Trata-se de recurso especial interposto por COMPANHIA DE
SEGUROS DO ESTADO DE SÃO PAULO - COSESP - contra acórdão exarado pelo
eg. Tribunal de Justiça do Estado do Rio de Janeiro (TJ-RJ).

Cuidam os autos, na origem, de ação de obrigação de fazer proposta por

JOSÉ RAUL CHICONELLI contra COSESP e BANCO SANTANDER.

O il. Magistrado acolheu a preliminar de ilegitimidade do BANCO
SANTANDER S/A e, quanto a COSESP, julgou julgou procedente o pedido (sentença
às fls. 250/252).

Diante disso, as partes interpuseram os respectivos recursos. O eg. TJ-RJ,
por sua vez, deu parcial provimento à apelação de JOSÉ RAUL CHICONELLI e
desproveu o recurso de COSESP, nos termos do v. acórdão, assim ementado (fl. 401):

Ação de Obrigação de Fazer c/c Indenização por Danos Morais
proposta em face do estipulante e da seguradora - Contrato de
Seguro de Vida - Invalidez total e permanente decorrente de
doença)- Sinistro coberto.

Prescrição - De acordo com a regra do artigo 202 do Código Civil,
o requerimento administrativo de pagamento, efetuado à
seguradora, interrompe a prescrição, que é anual, cujo prazo
correrá por inteiro a contar da negativa na liquidação do sinistro -
Artigo 206, parágrafo 1°, alínea 'b' do Diploma Civil.

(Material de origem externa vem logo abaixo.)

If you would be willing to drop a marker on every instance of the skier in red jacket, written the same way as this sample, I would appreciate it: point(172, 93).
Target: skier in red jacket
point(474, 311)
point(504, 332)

Responsabilidade do estipulante porque debitou o prêmio na conta
-corrente do segurado, não repassando o valor para a seguradora -
Recusa injustificada no pagamento da indenização securitária.

Danos material e moral caracterizados - Desprovimento do recurso
da seguradora e parcial provimento do apelo do autor.

Inconformado, COSESP manejou o presente recurso especial, com fulcro
no art. 105, inciso III, alíneas "a" e “c", da CF/88, no qual alega, além da divergência
jurisprudencial, a violação do art. 206, §1°, inciso II, alínea "b", do CC/02; do art. 1°, §2°,
da Lei n.° 6.899/81; bem como alega não ser cabível a condenação em danos morais.

É o relatório. Decido.

No apelo nobre que pretende trânsito, sustenta o recorrente a violação do
art. 206, §1°, inciso II, alínea "b", do CC/02, ao argumento de que o v. acórdão estadual
seria contrário à Súmula n. 229/STJ, segundo a qual o requerimento administrativo
perante a seguradora apenas suspende a prescrição, e não interrompe.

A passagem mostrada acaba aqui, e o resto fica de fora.